Portfolio: Guan Xiao
Ahead of the 9th Berlin Biennale, the Beijing-based artist explains why she likes some of her favourite images
Ahead of the 9th Berlin Biennale, the Beijing-based artist explains why she likes some of her favourite images
TV
I love TV shows that feature a host introducing an artwork in a gallery or museum, or that show spectators visiting an exhibition. I also like travel shows featuring a presenter explaining objects that the camera points at – I find these mostly on YouTube. On some occasions the camera replaces the role of the host, and then we are able to see the exhibit and the spectators at the same time. Different perspectives and ways of seeing are emphasized in these kinds of videos. The presenter’s voice, the exhibits and the viewers (we may also include the host here) become three different types of media which when put together forms an image. I’m interested in the fact that the three components are at the same time distinctive and in tune. What makes this kind of film different from feature films and documentaries is that in these, one can easily differentiate the three things involved: the scene, the host and spectators. Feature films by contrast tend to merge different components as much as possible: the actors, scene, storylines and voiceovers etc. These sort of clips for me do not speak their entirety through images; what emerges is rather some scattered keywords – the images can be described as different components gathered in a way that brings forth a backdrop, without focusing on any one subject. These different perspectives motivate my interest in using the triptych fomat in presenting my videos. For me it allows the flexibility of spectatorship: the members of the audience are themselves the consumers and agents implicated in a new scene.
Studio
I don’t know exactly what this picture is about and now I can’t even find it online. But I’m including it because this sort of documentary or reportage photography sheds light on my installation practice. In this picture it seems we’ve found ourselves in an open air studio. The image can be broken down in so many ways: the natural surroundings, a crowd, performers, the back of the children onlookers, the partial presence of a photographer. What is specific to the image though is that there’s no one obvious focal point. All the components contribute to the texture of the picture.
Radio
Recently I listened to one of NTS Radio’s shows called ‘Time is Away (Under the Surface)’. It brings back a memory of two aural-visual gratifications I enjoyed many years ago: John Zorn’s The Big Gundown (1986) and Otomo Yoshihide’s album for his New Jazz Orchestra project ONJO (2005). While listening to those albums I found each song to be a video in its own right. The John Zorn album especially, some of the songs played as a set of videos that effectively linked together. In the second half of the last song a subtitle even popped up in my minds eye. Though back then I was unaware of the fact that its production was originally a recomposition from the eponymous movie. I know I should be mentioning the images that have influenced me but for me these two albums are visual and their impression remains crystal clear for me a decade later.
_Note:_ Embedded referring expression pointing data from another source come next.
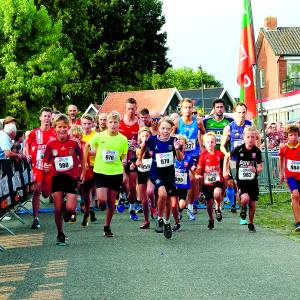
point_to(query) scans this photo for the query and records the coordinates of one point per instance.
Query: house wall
(275, 70)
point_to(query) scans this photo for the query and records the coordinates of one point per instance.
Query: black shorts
(250, 188)
(143, 177)
(64, 183)
(208, 190)
(168, 183)
(181, 193)
(113, 182)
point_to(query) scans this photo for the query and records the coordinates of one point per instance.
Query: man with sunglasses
(192, 127)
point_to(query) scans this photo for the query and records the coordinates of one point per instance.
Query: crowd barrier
(273, 159)
(15, 188)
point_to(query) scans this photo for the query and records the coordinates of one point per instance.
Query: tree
(115, 41)
(34, 67)
(183, 78)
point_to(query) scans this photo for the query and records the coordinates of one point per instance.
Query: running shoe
(72, 218)
(233, 209)
(61, 239)
(251, 228)
(107, 232)
(176, 227)
(297, 227)
(167, 231)
(211, 224)
(35, 224)
(243, 213)
(219, 215)
(190, 215)
(133, 216)
(85, 221)
(243, 222)
(145, 225)
(93, 216)
(159, 226)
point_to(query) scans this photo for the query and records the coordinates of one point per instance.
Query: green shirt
(217, 127)
(109, 150)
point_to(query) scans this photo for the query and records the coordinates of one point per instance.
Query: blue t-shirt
(191, 132)
(163, 157)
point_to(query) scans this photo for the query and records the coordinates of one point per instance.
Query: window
(262, 78)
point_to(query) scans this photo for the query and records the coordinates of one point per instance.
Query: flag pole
(259, 98)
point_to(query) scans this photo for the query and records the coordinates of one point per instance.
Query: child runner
(111, 149)
(76, 133)
(162, 173)
(210, 168)
(289, 157)
(144, 175)
(182, 181)
(62, 158)
(248, 165)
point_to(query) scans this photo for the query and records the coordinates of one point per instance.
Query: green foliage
(33, 65)
(183, 78)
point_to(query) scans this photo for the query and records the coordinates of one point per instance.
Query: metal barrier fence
(273, 158)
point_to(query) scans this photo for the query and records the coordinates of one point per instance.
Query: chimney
(270, 23)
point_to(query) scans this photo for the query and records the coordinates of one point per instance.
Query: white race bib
(180, 177)
(191, 145)
(237, 143)
(146, 165)
(211, 177)
(246, 173)
(164, 159)
(109, 155)
(63, 163)
(293, 165)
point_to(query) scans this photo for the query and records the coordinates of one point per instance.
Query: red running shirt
(291, 157)
(64, 157)
(210, 165)
(37, 141)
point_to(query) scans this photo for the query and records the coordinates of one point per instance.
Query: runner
(62, 158)
(210, 169)
(192, 127)
(233, 133)
(289, 163)
(34, 150)
(248, 165)
(162, 173)
(129, 126)
(111, 149)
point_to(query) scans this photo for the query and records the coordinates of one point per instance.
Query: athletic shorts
(250, 188)
(143, 177)
(293, 184)
(168, 183)
(181, 193)
(64, 183)
(113, 182)
(208, 190)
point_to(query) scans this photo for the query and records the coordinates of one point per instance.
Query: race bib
(237, 143)
(191, 145)
(245, 173)
(109, 155)
(180, 177)
(211, 177)
(146, 165)
(164, 159)
(293, 165)
(63, 163)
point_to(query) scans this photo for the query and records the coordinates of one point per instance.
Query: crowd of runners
(168, 163)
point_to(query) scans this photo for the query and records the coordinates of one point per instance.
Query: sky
(207, 32)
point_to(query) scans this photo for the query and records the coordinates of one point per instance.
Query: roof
(283, 40)
(154, 100)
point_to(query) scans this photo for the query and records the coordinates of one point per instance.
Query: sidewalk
(227, 263)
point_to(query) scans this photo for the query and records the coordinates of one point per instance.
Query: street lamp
(200, 68)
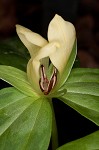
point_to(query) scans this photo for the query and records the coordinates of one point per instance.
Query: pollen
(47, 85)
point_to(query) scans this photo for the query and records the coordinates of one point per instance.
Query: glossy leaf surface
(83, 93)
(17, 78)
(25, 122)
(90, 142)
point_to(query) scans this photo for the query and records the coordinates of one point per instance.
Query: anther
(47, 85)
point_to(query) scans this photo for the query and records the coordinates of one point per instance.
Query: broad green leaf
(89, 142)
(90, 88)
(84, 75)
(17, 78)
(82, 94)
(86, 105)
(25, 122)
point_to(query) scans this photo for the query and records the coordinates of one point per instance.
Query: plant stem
(54, 130)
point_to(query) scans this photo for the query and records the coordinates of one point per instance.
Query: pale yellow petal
(63, 32)
(47, 50)
(31, 40)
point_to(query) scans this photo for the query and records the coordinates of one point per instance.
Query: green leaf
(89, 142)
(17, 78)
(86, 105)
(25, 122)
(83, 93)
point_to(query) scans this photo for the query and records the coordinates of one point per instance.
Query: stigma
(46, 85)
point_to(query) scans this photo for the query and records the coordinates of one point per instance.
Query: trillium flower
(48, 68)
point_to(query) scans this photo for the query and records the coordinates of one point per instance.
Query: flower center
(47, 85)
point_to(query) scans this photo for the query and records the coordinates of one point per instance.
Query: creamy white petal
(47, 50)
(31, 40)
(63, 32)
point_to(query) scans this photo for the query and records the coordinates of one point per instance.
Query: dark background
(36, 15)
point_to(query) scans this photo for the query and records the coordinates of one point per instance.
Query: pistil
(47, 85)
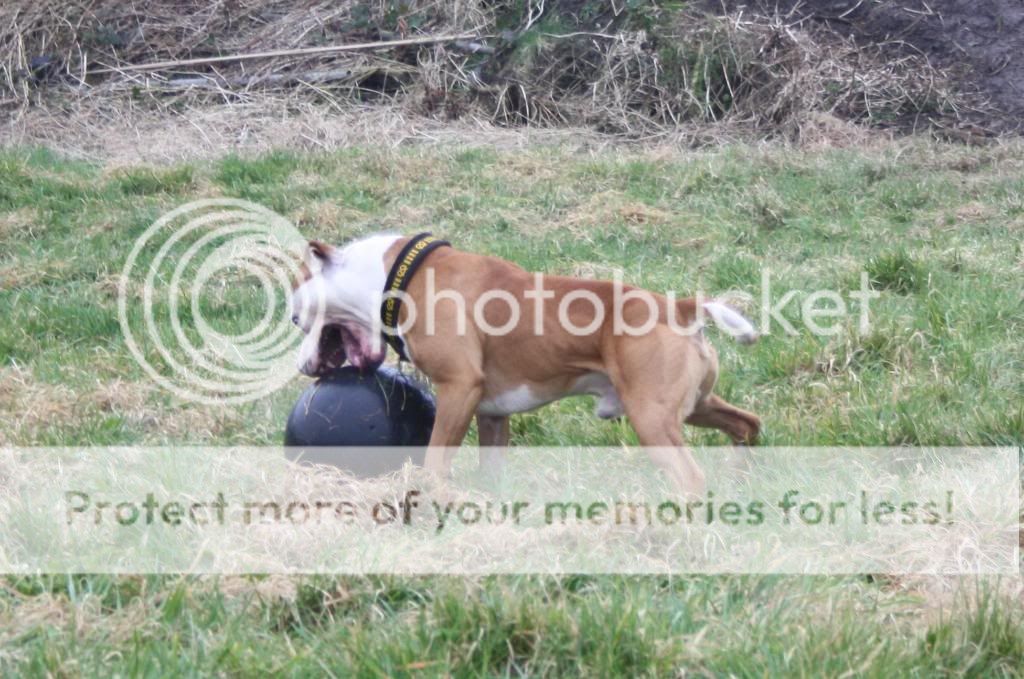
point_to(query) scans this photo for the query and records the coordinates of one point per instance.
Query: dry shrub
(636, 71)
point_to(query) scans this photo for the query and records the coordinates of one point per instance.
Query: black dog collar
(409, 259)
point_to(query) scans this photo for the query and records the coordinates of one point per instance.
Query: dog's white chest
(518, 399)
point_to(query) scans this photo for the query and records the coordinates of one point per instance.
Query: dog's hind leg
(741, 426)
(658, 428)
(457, 401)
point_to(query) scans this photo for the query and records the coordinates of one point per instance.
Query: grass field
(938, 229)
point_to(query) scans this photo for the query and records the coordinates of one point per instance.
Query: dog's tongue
(359, 351)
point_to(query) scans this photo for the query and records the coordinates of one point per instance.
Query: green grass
(940, 365)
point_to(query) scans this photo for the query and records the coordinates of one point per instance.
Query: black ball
(345, 412)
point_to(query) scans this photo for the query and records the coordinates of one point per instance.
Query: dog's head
(336, 302)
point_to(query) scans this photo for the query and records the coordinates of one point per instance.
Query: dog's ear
(318, 255)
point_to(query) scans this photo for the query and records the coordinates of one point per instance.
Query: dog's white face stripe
(344, 290)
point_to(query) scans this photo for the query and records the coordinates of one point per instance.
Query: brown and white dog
(657, 378)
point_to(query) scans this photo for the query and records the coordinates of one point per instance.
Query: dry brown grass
(749, 74)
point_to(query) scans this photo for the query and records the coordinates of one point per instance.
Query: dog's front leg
(457, 401)
(494, 435)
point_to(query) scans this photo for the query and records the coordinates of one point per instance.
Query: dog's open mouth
(338, 343)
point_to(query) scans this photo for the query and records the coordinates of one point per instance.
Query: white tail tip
(731, 322)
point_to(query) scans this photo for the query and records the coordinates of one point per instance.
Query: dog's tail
(731, 322)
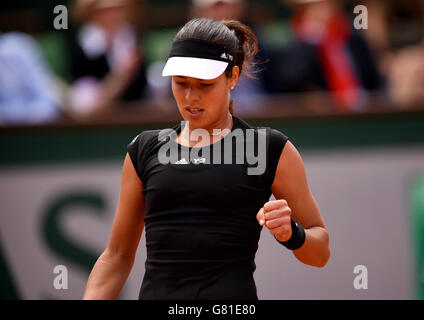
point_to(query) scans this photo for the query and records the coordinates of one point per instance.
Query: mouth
(194, 110)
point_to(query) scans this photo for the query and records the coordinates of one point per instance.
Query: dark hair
(232, 34)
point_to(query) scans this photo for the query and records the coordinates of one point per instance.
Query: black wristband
(297, 239)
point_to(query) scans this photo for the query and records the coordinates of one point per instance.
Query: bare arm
(114, 265)
(290, 183)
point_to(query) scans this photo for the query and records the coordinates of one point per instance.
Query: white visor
(199, 68)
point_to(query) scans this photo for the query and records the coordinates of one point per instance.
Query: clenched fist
(276, 216)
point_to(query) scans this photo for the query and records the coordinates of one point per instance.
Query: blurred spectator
(107, 63)
(396, 32)
(219, 9)
(28, 94)
(248, 91)
(326, 53)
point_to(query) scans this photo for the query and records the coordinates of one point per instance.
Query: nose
(192, 95)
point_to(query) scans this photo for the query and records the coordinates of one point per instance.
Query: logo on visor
(227, 56)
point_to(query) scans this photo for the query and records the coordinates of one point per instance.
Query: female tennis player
(204, 210)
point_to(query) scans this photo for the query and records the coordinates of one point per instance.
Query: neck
(206, 135)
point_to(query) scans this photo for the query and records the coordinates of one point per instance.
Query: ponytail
(247, 48)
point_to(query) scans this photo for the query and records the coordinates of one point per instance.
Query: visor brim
(199, 68)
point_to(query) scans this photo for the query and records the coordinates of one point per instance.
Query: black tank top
(201, 228)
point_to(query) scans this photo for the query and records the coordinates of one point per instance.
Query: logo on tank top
(182, 161)
(195, 161)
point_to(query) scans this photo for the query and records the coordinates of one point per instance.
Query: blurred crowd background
(107, 55)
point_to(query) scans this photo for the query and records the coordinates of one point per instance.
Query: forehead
(191, 79)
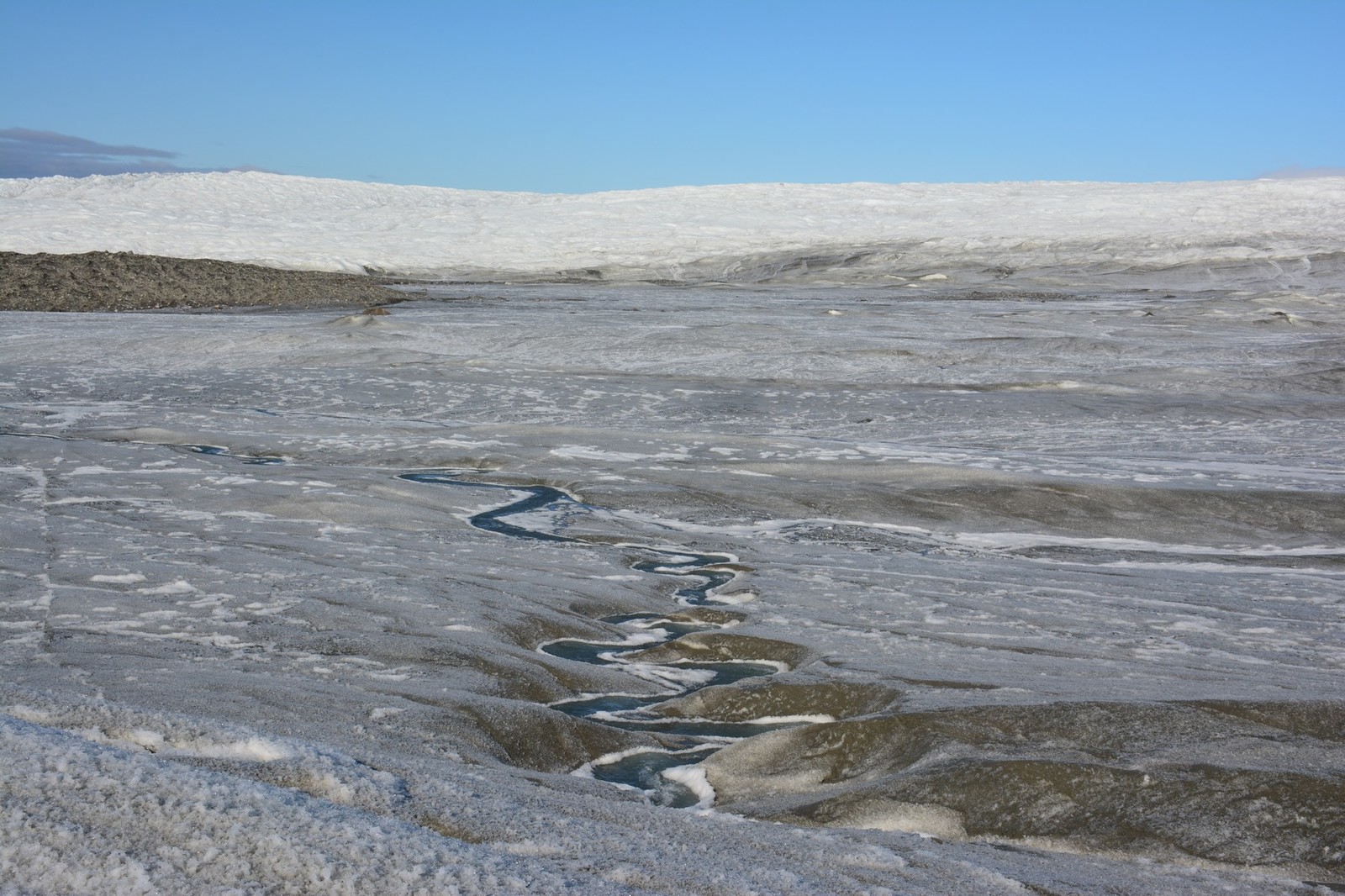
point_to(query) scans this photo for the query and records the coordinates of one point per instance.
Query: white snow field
(918, 540)
(736, 233)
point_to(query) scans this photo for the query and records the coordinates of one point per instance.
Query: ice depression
(1064, 567)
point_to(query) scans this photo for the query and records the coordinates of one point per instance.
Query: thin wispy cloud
(44, 154)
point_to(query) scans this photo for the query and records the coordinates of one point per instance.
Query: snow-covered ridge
(1286, 229)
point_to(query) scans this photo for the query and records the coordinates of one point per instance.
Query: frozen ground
(1071, 567)
(1053, 575)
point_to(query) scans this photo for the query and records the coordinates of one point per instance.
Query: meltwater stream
(665, 777)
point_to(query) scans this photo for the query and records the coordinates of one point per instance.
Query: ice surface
(1056, 577)
(1288, 232)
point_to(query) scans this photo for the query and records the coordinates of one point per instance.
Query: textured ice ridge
(860, 232)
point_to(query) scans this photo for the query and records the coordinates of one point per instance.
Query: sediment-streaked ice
(1052, 584)
(1251, 235)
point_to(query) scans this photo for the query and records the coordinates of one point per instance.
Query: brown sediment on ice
(128, 282)
(1244, 783)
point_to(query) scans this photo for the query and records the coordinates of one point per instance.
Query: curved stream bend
(666, 777)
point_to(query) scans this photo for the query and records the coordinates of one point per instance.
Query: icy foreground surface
(1266, 233)
(1067, 571)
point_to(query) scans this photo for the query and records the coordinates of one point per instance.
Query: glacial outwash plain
(771, 539)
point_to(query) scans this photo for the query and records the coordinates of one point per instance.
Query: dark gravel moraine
(128, 282)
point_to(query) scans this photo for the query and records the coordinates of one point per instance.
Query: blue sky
(595, 94)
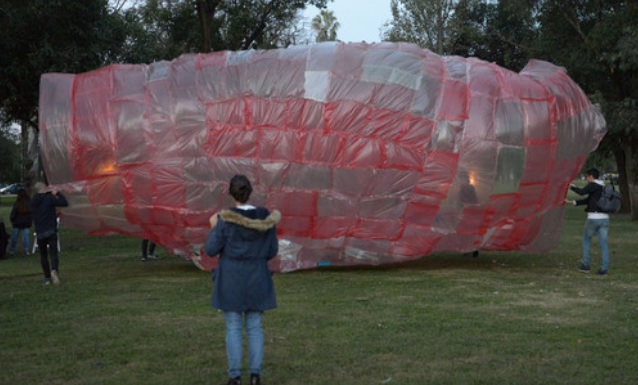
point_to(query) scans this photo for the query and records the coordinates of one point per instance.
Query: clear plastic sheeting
(373, 154)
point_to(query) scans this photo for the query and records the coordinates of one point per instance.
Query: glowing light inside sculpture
(373, 153)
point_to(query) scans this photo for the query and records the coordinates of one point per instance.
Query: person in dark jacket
(597, 222)
(148, 250)
(45, 218)
(245, 238)
(21, 221)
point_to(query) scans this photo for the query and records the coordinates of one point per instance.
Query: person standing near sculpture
(21, 221)
(45, 217)
(245, 238)
(597, 221)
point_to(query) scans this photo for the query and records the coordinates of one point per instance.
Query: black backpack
(4, 240)
(609, 201)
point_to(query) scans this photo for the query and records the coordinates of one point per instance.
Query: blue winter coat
(245, 240)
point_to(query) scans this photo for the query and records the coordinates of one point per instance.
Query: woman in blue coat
(245, 238)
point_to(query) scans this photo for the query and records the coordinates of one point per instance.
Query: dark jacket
(593, 190)
(44, 214)
(20, 221)
(245, 240)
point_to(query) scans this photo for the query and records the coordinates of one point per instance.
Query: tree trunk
(631, 157)
(203, 21)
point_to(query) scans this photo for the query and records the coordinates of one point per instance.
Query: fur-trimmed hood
(261, 225)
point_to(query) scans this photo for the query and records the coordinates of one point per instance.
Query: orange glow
(108, 167)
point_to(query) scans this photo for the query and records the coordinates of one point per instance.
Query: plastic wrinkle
(374, 154)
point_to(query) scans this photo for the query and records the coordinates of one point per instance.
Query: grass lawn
(501, 318)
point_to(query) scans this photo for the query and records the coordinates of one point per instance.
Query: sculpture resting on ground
(373, 153)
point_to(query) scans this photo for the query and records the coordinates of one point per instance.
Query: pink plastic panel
(373, 153)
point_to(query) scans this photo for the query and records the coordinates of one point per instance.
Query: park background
(500, 318)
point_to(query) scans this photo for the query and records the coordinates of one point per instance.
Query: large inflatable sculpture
(373, 153)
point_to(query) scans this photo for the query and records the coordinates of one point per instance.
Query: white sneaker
(55, 278)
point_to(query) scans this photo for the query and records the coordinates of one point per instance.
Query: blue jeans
(46, 246)
(234, 331)
(25, 239)
(600, 227)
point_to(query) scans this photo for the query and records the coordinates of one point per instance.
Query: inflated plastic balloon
(373, 153)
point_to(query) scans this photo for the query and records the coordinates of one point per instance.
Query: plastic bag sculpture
(373, 153)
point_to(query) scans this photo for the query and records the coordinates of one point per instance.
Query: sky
(360, 20)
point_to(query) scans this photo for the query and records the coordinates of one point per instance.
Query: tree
(502, 32)
(596, 41)
(47, 36)
(9, 156)
(424, 22)
(325, 25)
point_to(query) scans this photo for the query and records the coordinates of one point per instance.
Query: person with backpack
(597, 220)
(21, 221)
(45, 218)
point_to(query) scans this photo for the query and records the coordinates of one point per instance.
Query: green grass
(501, 318)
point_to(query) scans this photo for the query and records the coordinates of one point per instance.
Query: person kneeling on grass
(45, 218)
(245, 238)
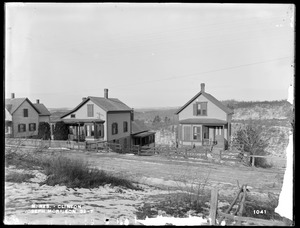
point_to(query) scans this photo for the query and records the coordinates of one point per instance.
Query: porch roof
(80, 121)
(206, 121)
(144, 134)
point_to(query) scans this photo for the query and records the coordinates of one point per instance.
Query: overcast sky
(148, 55)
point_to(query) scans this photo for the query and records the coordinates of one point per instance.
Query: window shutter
(195, 109)
(187, 133)
(179, 132)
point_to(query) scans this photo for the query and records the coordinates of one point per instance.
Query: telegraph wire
(204, 72)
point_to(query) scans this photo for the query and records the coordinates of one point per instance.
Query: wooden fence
(237, 214)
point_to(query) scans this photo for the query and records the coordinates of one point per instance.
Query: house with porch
(141, 136)
(22, 117)
(101, 119)
(204, 120)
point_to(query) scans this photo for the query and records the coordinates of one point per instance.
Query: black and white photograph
(149, 114)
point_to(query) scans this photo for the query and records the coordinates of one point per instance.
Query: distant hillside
(259, 110)
(265, 112)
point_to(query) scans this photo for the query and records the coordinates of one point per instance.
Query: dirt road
(163, 172)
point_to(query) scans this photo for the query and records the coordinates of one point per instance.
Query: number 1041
(257, 212)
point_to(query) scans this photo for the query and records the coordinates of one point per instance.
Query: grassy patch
(18, 177)
(62, 170)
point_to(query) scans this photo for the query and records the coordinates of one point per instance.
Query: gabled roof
(110, 104)
(210, 98)
(42, 109)
(107, 104)
(13, 104)
(206, 121)
(138, 127)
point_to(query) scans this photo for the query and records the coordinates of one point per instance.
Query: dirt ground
(159, 172)
(162, 172)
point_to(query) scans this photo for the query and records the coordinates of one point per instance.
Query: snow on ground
(30, 203)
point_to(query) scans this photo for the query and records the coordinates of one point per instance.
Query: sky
(148, 55)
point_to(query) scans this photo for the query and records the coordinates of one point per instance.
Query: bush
(61, 131)
(18, 177)
(44, 131)
(75, 173)
(255, 142)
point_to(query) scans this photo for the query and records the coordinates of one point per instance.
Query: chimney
(106, 93)
(202, 87)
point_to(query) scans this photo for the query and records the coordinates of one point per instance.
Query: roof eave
(76, 108)
(190, 101)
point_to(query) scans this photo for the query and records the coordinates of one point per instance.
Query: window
(114, 128)
(187, 133)
(25, 112)
(87, 130)
(197, 133)
(125, 126)
(22, 127)
(218, 130)
(7, 129)
(200, 109)
(93, 130)
(205, 132)
(90, 109)
(100, 129)
(32, 126)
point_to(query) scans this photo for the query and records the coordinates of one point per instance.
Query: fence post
(213, 206)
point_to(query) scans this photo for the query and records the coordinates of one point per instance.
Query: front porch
(144, 139)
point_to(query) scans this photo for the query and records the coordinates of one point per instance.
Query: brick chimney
(202, 87)
(106, 93)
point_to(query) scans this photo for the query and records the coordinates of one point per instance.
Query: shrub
(18, 177)
(255, 142)
(44, 131)
(61, 131)
(75, 173)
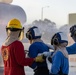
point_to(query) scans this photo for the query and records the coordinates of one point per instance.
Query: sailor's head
(73, 32)
(14, 26)
(59, 39)
(33, 33)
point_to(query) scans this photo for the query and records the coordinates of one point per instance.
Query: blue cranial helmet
(59, 38)
(33, 33)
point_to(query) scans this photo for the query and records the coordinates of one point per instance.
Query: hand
(39, 59)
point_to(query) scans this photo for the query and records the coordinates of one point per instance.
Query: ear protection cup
(33, 33)
(28, 35)
(55, 41)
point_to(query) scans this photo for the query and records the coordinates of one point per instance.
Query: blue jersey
(34, 50)
(59, 61)
(71, 49)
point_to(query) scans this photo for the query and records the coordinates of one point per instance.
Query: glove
(39, 58)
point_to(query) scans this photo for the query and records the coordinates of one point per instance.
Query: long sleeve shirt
(14, 59)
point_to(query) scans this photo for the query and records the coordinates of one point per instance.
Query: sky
(57, 11)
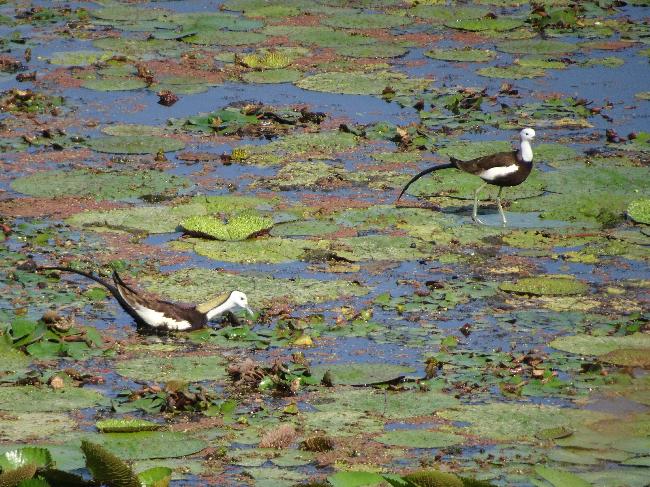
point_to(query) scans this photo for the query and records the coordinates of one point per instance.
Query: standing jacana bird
(502, 169)
(152, 313)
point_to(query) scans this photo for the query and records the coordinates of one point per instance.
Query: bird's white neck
(222, 308)
(526, 151)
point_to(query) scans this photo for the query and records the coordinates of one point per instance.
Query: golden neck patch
(212, 303)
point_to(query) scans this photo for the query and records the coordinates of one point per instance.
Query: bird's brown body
(503, 169)
(152, 313)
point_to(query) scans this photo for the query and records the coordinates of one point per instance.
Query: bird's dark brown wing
(480, 164)
(171, 310)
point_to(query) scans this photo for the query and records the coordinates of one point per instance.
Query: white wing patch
(157, 319)
(498, 172)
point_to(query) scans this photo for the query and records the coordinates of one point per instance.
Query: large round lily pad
(361, 373)
(420, 438)
(239, 227)
(28, 399)
(546, 286)
(112, 185)
(134, 144)
(639, 211)
(164, 369)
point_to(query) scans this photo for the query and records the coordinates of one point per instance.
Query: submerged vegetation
(259, 147)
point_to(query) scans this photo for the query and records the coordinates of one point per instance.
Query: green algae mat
(259, 146)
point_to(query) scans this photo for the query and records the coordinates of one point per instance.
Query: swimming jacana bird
(502, 169)
(151, 313)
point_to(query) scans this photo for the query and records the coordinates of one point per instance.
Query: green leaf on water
(25, 456)
(110, 185)
(134, 144)
(125, 425)
(27, 399)
(416, 438)
(560, 478)
(558, 285)
(114, 84)
(466, 54)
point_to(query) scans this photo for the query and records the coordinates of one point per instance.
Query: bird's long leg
(475, 210)
(503, 215)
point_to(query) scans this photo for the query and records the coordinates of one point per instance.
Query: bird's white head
(527, 134)
(238, 299)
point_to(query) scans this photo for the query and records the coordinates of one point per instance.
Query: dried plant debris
(258, 146)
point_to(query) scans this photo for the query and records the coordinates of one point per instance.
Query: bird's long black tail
(424, 173)
(89, 275)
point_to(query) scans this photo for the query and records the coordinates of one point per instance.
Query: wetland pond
(200, 147)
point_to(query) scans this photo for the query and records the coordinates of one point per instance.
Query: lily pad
(365, 21)
(511, 72)
(600, 345)
(78, 58)
(560, 478)
(639, 211)
(361, 83)
(31, 426)
(464, 55)
(273, 76)
(126, 425)
(376, 50)
(25, 456)
(126, 12)
(535, 46)
(628, 357)
(134, 144)
(546, 286)
(198, 285)
(238, 227)
(99, 185)
(355, 373)
(165, 369)
(392, 404)
(225, 38)
(499, 24)
(29, 399)
(517, 421)
(115, 84)
(420, 438)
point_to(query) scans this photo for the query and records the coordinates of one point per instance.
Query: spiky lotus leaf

I’m interested in all kinds of transitions between forms. Be it inter-media or conceptual transitions. Back to the NTS Radio show: a composer selects interpreting voiceovers from old science and travel documentaries, combines this with the music, which brings out an altogether extraordinary travelogue for the imagination to explore. I think that as a medium radio is full of potential for the imagination. I’m thinking of working on an exhibition based on a radio programme.
Event
This is a news image from 2013 showing a group of Russian photographers taking pictures of a gigantic meteor. What is shown is now very common: an image of an event being documented and so widely circulated to the extent that the event itself ceases to be the subject. The image is no longer in the service of the event, it’s the other way around. The photography show ‘Performing for the Camera’, which opened at Tate Modern in February earlier this year, discussed this phenomenon from an art historical perspective, from the invention of the camera until now. In reality the impact of the event now being in service of the image is far stronger: entertainment and consumption renders captured visual experience as a field of deep investment. This is a topic I return to often in my own work.
Image
This is a picture taken by a photographer in Warsaw. I think it’s close to perfection. You might think that there’s a character, a plot, a MacGuffin; there’s fashion and brand culture; there’s suspended time and dramatic contrast; there’s even a perfect pun in the composition. But what makes it stands out is that though we might come up with a multitude of ways of interpretating this picture, for me it gives a sense of a void; one hosting a mosaic of signifiers. For me that brings with it openness and accuracy.
Album
This is a Jim Nollman album released in 1982. In musical terms it’s not really a favourite but I endorse the concept behind it. It’s one full of ambition; a sample of a utopian practice in the field of music. It’s utopian, sci-fi, you name it. In terms of my own practice, I’m always indebted to the idea of transition and equivalences: I believe that once you find a suitable equivalence between any two concepts, then they become transitive at your will. In the conception of the album, it’s obvious that utterance is the equivalence of the transitions of ideas. The concept that I align with might be a pure idealism, though I always think deep down in Eastern culture is a utopian element. This utopian is legible, there’s origin and destiny, which is the Buddhist concept of eternal return and profound wisdom. This is becoming too grandiose so I won’t elaborate on it here.
Diagram
This is a diagram of single hand gestures ‘Asamyutha hastas’ in Indian classical dance. There are also gestures for double hand movements. In Indian classical dance, every single movement of the palm has a different meaning. My interest lies not in their symbolic signification, but that through dancing one sees the spontaneous transition between expression and plasticity. I believe that the five senses are transferable from one medium to another. Music can be visible, shape can be heard, the tangible can be tasted. Their differences are akin to the fact that in art practice, different medium holds their particular traits, while capable of invoking the same experience.